Em Nova York, para a abertura de suas novas obras, JLG/JLG e Histoire(s) du cinema, no âmbito da Exposição itinerante Gaumont de Cinema Francês, Godard encontra pela primeira vez seu protegido.

Mas no mundo da dependência estes cineastas independentes certamente já se encontraram antes, mesmo que apenas nas imagens que tiram dos outros e nas que deixam para trás. (Peter Bowen).

Quinta-feira, 5 de maio de 1994, 9h, Essex House Hotel, Nova York

Nathalie Baye em cena de 'Sauve qui peut (la vie), filme de 1980 que marcou o retorno de Godard ao circuito comercial e de festivais. 

HH: Vi seu autorretrato (JLG/JLG) ontem à tarde e queria trazer alguém comigo. No final das contas, trouxe meu amigo Martin Donovan, um ator com quem trabalhei com frequência. Ele sabe que tenho grande consideração pelo seu trabalho, mas não o viu muito. Sua resposta inicial foi, bem, ele riu quase continuamente.

JLG: (risos).

HH: E ele saiu sentindo que você era a pessoa mais engraçada que ele já tinha visto desde Groucho Marx.

JLG: Acho que é um elogio.

HH: Bem, pensei que fosse. Independentemente do que seus filmes possam fazer, para mim parece que você tem um senso de humor sobre o qual as pessoas não falam o suficiente. Fiquei curioso sobre as coisas que fazem você rir.

JLG: Por que você pode rir, quero dizer, apenas do fato de você ser um ser humano. Viver também pode ser triste. Gosto tanto de pastelão quanto de contradição. Como os filósofos. Me faz rir quando você junta duas coisas que não têm nada a ver uma com a outra.

Nos filmes, comédia e tragédia são todas iguais. Sou um grande admirador de Jerry Lewis exatamente por esse motivo. Especialmente o último, Smorgasbord. E o outro que ele fez pouco antes foi um fracasso aqui - chamado Hardly Working. Acho que o riso vem porque as coisas mal estão funcionando.

HH: Eu vejo (humor) nas menores coisas: no 'JLG/JLG', você sentado à mesa para escrever seus pensamentos; ou em Helas Pour Moi a garota deixando cair a bicicleta; ou em uma série de coisas. É por isso que vou ao cinema que estou descobrindo, esse tipo de atividade.
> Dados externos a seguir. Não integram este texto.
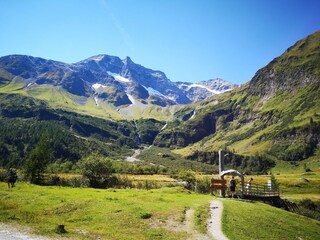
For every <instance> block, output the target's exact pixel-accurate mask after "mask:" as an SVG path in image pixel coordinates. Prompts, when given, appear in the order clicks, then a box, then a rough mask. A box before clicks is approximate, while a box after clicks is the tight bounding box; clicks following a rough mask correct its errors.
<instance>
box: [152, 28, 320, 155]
mask: <svg viewBox="0 0 320 240" xmlns="http://www.w3.org/2000/svg"><path fill="white" fill-rule="evenodd" d="M319 69H320V32H316V33H314V34H312V35H310V36H308V37H306V38H304V39H302V40H300V41H298V42H297V43H296V44H295V45H294V46H292V47H291V48H289V49H288V50H287V51H286V52H285V53H284V54H282V55H281V56H280V57H278V58H276V59H274V60H273V61H272V62H270V63H269V64H268V65H267V66H266V67H264V68H262V69H260V70H259V71H258V72H257V73H256V75H255V76H254V78H253V79H252V80H251V81H250V82H249V83H247V84H245V85H243V86H242V87H240V88H238V89H236V90H233V91H231V92H228V93H226V94H223V95H219V96H215V97H213V98H211V99H210V100H208V101H204V102H200V103H199V104H197V105H189V106H186V107H185V108H184V109H181V110H180V111H178V112H176V119H177V120H176V123H175V124H174V125H173V126H171V127H170V126H169V127H168V128H166V129H165V131H163V132H161V133H160V134H159V135H158V137H157V138H156V141H155V144H156V145H158V146H162V147H172V148H180V149H179V150H175V152H176V153H180V154H182V155H185V156H189V157H190V158H194V159H197V160H199V161H202V160H204V159H201V157H200V159H199V151H200V152H203V153H205V152H212V151H217V150H218V149H220V148H227V149H229V150H230V151H235V152H237V153H240V154H244V155H264V156H265V157H269V158H271V159H276V160H277V159H280V160H287V161H297V160H302V159H306V158H308V157H310V156H312V155H313V154H314V153H315V152H316V150H317V149H318V148H319V142H320V97H319V96H320V72H319ZM195 153H197V154H195ZM193 156H196V157H193Z"/></svg>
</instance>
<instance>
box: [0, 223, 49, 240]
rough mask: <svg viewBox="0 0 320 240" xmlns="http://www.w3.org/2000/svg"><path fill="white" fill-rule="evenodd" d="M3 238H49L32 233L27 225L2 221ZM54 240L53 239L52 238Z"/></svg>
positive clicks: (35, 238)
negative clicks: (24, 226)
mask: <svg viewBox="0 0 320 240" xmlns="http://www.w3.org/2000/svg"><path fill="white" fill-rule="evenodd" d="M0 239H1V240H49V238H44V237H40V236H36V235H33V234H30V233H29V231H28V228H27V227H22V226H16V225H11V224H5V223H0ZM51 240H52V239H51Z"/></svg>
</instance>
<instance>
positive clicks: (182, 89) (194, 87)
mask: <svg viewBox="0 0 320 240" xmlns="http://www.w3.org/2000/svg"><path fill="white" fill-rule="evenodd" d="M177 85H178V88H180V89H181V90H182V91H183V92H184V93H185V94H186V96H187V97H188V98H189V99H191V100H192V101H193V102H197V101H202V100H205V99H207V98H210V97H212V96H214V95H217V94H221V93H224V92H227V91H230V90H232V89H234V88H236V87H238V85H236V84H233V83H230V82H227V81H225V80H223V79H220V78H217V79H211V80H208V81H201V82H199V83H189V82H177Z"/></svg>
JLG: Isso veio desde o início. Estava se movendo. Filmes. Isso não pode ser feito no teatro ou em um romance. É ação. A ação pode fazer você rir. Mas só porque você está feliz. Mesmo que não haja sentido.

Tableaux Vivant da pintura (óleo sobre tela) 'Entrada dos Cruzados em Constantinopla', de Eugène Delacroix, que foi concluída em 1840. No canto direito da imagem vemos a jovem atriz Myriem Roussel, que depois trabalhou com Godard em 'Prénom Carmen' (1983) e 'Je Vous Salue, Marie' (1984), no qual interpretou a Virgem Maria.
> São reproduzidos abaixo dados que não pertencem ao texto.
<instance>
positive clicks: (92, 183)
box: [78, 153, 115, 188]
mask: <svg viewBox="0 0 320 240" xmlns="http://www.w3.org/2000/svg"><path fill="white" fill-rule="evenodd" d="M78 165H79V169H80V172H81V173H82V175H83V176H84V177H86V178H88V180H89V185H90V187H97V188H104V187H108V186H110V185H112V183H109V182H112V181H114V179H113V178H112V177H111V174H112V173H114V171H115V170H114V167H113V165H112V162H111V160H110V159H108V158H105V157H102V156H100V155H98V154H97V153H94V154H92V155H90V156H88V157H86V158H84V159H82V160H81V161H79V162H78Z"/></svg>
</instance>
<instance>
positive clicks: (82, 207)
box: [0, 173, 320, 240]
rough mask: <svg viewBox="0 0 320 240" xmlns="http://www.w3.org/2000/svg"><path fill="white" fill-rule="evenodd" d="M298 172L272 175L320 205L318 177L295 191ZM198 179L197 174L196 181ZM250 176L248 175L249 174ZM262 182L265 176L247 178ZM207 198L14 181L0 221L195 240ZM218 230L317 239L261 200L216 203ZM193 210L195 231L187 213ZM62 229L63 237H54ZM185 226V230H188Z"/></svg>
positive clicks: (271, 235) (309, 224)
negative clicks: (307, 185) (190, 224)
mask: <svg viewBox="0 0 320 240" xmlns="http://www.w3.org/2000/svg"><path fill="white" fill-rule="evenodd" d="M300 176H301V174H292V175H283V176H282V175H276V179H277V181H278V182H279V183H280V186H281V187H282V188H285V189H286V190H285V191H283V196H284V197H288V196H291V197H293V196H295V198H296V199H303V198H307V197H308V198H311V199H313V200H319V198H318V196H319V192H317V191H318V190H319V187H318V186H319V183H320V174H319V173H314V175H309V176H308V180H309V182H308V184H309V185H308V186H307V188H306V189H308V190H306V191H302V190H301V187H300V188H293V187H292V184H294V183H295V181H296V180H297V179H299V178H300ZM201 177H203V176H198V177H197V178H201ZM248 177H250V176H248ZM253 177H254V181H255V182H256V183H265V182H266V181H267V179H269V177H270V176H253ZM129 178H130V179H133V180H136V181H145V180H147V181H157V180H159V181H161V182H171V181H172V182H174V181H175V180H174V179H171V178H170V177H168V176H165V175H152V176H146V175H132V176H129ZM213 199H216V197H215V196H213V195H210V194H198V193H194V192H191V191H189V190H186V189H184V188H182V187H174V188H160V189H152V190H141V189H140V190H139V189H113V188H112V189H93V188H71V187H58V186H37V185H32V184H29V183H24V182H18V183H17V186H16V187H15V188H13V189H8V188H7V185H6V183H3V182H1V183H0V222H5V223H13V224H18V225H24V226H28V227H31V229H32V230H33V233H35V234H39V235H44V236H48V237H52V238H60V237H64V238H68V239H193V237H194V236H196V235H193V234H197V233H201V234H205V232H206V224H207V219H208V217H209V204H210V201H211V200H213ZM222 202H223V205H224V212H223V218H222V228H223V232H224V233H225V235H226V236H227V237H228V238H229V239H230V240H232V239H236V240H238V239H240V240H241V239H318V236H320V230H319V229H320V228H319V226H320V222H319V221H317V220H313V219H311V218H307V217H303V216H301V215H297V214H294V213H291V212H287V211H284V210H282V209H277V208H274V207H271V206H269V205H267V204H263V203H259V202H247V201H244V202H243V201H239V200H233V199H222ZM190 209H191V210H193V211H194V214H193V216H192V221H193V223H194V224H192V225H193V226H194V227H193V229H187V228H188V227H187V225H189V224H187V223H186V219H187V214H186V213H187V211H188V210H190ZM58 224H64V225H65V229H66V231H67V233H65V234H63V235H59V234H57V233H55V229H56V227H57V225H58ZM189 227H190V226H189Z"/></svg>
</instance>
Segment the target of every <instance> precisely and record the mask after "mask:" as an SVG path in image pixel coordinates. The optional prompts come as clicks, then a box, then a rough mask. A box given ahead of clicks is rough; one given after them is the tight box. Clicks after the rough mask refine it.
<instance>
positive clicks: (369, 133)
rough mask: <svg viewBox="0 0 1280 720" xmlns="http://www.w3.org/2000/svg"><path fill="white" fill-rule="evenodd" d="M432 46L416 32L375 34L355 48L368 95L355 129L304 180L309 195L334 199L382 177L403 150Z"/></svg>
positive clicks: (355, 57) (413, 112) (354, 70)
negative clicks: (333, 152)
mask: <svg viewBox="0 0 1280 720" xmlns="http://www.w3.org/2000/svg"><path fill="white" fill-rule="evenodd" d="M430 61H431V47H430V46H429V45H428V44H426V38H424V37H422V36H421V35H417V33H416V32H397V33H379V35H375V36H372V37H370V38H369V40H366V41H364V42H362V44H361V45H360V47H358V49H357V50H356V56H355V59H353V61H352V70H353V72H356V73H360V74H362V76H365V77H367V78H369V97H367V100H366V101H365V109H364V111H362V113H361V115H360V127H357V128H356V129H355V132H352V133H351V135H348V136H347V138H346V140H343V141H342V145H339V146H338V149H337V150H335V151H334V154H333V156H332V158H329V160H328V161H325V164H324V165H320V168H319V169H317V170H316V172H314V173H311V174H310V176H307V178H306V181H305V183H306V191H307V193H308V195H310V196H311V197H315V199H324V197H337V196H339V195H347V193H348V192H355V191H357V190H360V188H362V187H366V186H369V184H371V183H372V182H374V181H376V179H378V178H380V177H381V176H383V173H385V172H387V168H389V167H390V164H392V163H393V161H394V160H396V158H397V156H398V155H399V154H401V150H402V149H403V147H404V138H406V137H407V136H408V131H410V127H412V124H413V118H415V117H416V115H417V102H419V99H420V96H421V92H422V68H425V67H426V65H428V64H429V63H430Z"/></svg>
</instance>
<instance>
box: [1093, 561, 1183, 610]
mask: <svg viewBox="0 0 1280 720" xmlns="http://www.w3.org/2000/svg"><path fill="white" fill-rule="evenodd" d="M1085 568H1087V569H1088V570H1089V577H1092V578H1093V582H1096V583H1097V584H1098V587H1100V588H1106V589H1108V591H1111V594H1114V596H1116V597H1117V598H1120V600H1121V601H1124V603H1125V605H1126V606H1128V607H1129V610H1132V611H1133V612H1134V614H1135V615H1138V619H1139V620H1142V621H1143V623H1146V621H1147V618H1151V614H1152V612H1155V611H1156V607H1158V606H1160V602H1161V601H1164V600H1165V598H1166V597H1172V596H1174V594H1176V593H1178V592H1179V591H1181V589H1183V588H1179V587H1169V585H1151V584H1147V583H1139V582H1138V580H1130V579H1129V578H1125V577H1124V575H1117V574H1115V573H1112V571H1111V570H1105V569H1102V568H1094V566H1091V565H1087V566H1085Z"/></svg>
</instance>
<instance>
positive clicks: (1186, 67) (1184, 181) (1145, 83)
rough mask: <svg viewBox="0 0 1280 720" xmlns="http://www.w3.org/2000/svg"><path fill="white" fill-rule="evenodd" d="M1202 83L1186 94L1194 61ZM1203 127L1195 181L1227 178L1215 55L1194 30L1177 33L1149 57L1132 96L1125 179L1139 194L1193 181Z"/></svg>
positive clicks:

HH: Essa é a sua casa em JLG/JLG?

JLG: Esse é o meu apartamento, sim.

HH: No seu trabalho desde meados dos anos 80 parece haver uma contemplação serena mas rigorosa da natureza. Não só é algo diferente do seu trabalho anterior, mas tem algo que não vejo no trabalho de mais ninguém – esta intensidade. Houve um certo ponto em que você também reconheceu isso? Você acha que isso tem alguma coisa a ver com a idade?

JLG: É voltar à minha terra natal, tanto francesa como suíça, porque no Lago Genebra, um lado é francês e o outro é suíço. O meu avô materno tinha uma casa no lado francês e os pais do meu pai estavam no lado suíço.

Atravessávamos o lago apenas algumas vezes para almoçar. Tenho dois países, este lago e Paris. Passando de um exílio para outro. Existem dois tipos de pátria: aquela que é dada é como o negativo, e aquela que você tem que conquistar é como o positivo.

HH: Para mim, a natureza nos seus filmes parece ser o aspecto visível de algo bastante espiritual. Tem esse tipo de impacto para mim.

JLG: Se assim posso dizer, é apenas uma imagem. É como o corpo. E palavras e ações nos filmes são o espírito ou a mente. E hoje em dia o corpo está quase completamente esquecido. No início o corpo — a natureza — fazia mais parte da ação. Não tem sentido hoje se você colocar Clint Eastwood nas montanhas de Nevada. Não tem nada a ver com a história.

Acabou de ser decidido por agentes ou advogados. E antes da guerra, e logo depois da guerra, ainda tinha um significado. Agora desapareceu. Na TV você não pode mostrar paisagens. Você simplesmente não pode. Até um cartão postal é melhor. 

(Paisagens) estão muito próximas da pintura. E a TV não tem nada a ver com pintura. É apenas transmissão. E você não pode transmitir uma paisagem, felizmente.

Maruschka Detmers em cena de 'Prénom Carmen' (1983).

HH: Quando eu estava fazendo Trust, estava trabalhando com um orçamento bem pequeno.

JLG: Qual foi o seu orçamento?

HH: US$ 700.000.

JLG: Sim, é um orçamento baixo. Quando tenho um orçamento baixo procuro sempre fazer disso uma lição de economia. Aprendi com Rossellini que você é rico mesmo tendo pouco dinheiro.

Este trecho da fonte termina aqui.